Like a bath sponge, the product is able to hold and release large quantities of the gas at lower pressure and cost.
Containing billions of tiny pores, a single gram of the new aluminium-based material has a surface area the size of a football pitch.
The authors say it can store the large volume of gas needed for practical travel without needing expensive tanks.
Car sales, especially larger SUVs, have boomed in the US over the past number of years.
In 2017, CO2 emissions from cars, trucks, airplanes and trains, overtook power plants as the largest source of US greenhouse gas emissions.
As well as developing electric vehicles, much focus has been on hydrogen as a zero emissions source of power for cars.
The gas is used to power a fuel cell in cars and trucks, and if it is produced using renewable energy it is a much greener fuel.
However, hydrogen vehicles suffer from some drawbacks.
The gas is extremely light: in normal atmospheric pressure, to carry 1kg of hydrogen which might power your car for over 100km, you'd need a tank capable of holding around 11,000 litres.
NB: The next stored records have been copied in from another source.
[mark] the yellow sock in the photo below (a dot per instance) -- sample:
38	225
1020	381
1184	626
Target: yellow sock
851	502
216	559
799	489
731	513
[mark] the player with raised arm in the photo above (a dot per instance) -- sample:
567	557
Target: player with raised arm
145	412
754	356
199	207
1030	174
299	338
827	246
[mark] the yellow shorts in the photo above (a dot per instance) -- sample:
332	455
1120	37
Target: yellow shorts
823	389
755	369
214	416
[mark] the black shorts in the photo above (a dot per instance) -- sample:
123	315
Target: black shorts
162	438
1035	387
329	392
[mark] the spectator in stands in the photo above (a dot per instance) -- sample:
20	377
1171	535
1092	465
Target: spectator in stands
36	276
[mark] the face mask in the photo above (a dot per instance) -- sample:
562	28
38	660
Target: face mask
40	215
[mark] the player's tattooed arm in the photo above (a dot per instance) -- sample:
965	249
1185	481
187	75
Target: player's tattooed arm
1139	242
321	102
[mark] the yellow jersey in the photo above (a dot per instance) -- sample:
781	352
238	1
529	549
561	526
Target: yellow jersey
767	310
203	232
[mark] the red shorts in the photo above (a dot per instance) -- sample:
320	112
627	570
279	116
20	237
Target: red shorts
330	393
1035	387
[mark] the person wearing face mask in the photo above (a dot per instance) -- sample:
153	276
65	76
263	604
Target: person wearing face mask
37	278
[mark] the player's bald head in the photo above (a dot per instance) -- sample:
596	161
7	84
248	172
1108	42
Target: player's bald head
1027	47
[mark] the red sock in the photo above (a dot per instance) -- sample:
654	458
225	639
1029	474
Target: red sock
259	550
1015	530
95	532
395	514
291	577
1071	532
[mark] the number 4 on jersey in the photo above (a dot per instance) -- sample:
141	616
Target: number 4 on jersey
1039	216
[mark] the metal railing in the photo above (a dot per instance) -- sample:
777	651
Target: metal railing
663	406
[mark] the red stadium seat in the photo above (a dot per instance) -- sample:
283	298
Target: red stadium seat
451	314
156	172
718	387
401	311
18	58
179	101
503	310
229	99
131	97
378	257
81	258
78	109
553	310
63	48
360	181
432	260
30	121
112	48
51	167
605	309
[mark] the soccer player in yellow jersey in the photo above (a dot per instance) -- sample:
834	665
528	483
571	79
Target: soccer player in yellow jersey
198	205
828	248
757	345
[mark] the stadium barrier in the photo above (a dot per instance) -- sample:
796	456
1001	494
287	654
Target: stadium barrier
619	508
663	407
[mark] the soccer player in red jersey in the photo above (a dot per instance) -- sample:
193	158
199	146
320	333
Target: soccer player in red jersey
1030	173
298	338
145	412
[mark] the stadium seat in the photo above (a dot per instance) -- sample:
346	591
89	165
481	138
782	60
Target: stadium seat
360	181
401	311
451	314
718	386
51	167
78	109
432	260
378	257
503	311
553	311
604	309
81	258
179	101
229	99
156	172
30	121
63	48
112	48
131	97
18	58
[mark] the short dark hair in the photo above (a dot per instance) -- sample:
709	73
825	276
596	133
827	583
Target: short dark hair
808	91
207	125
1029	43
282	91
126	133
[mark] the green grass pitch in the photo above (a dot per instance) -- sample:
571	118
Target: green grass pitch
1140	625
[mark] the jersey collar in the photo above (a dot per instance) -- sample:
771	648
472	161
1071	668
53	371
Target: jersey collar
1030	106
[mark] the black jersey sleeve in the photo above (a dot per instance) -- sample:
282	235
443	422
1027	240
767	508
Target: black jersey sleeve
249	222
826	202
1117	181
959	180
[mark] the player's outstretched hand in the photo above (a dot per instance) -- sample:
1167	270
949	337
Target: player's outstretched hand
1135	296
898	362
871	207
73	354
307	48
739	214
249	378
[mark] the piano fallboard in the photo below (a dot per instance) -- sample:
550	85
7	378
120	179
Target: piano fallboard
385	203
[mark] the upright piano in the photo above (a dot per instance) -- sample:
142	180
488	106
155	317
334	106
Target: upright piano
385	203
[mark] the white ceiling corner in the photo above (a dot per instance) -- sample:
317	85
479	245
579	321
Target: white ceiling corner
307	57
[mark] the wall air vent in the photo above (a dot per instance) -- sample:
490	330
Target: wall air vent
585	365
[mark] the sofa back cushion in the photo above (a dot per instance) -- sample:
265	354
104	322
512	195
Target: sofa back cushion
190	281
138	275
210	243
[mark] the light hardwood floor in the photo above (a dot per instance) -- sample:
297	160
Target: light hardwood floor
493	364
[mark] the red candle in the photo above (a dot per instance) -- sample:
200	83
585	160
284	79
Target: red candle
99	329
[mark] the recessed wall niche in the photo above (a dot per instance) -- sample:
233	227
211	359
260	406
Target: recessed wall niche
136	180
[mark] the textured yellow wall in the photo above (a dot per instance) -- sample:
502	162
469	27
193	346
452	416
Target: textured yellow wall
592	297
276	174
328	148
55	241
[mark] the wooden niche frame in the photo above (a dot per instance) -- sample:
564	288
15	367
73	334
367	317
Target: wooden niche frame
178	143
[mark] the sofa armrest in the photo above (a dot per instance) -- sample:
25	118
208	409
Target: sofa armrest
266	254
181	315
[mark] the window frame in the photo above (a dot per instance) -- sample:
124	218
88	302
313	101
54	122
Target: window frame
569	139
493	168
To get around this problem, the gas is stored at high pressure, around 700 bar, so cars can carry 4-5kg of the gas and travel up to 500km before refilling.
That level of pressure is around 300 times greater than in a car's tyres, and necessitates specially made tanks, all of which add to the cost of the vehicles.
Now, researchers believe they have developed an alternative method that would allow the storage of high volumes of hydrogen under much lower pressure.
The team has designed a highly porous new material, described as a metal-organic framework.
The product, with the glamorous name of NU-1501, has been built from organic molecules and metal ions which self-assemble to form highly crystalline, porous frameworks.
"It's like a bath sponge but with very ordered cavities," said Prof Omar Farha, from Northwestern University in Evanston, US, who led the research.
"With a sponge, if you spill water and you wipe it, in order to reuse the sponge, you squeeze it.
"With this material we use the same thing - we use pressure to store and release these gas molecules."
"So, it works exactly like a bath sponge, except in a very smart programmed way."
The key ability of the new framework is that it can potentially store hydrogen and other gases at much lower pressures while not needing an enormous tank.
"We can store tremendous amounts of hydrogen and methane within the pores of the metal-organic framework and deliver them to the engine of the vehicle at lower pressures than needed for current fuel cell vehicle," Prof Farha said.
His team have gained experience in developing these adsorbent materials for the US Department of Defense, to protect soldiers against nerve gas attacks,
The researchers say there is now funding available to develop this type of material for transport applications.
The new material has already beaten tough targets set by the US Department of Energy for onboard storage and delivery systems for alternative fuels.
But to go further, the scientists will need significant buy-in from car manufacturers.
The research has been published, external in the journal Science.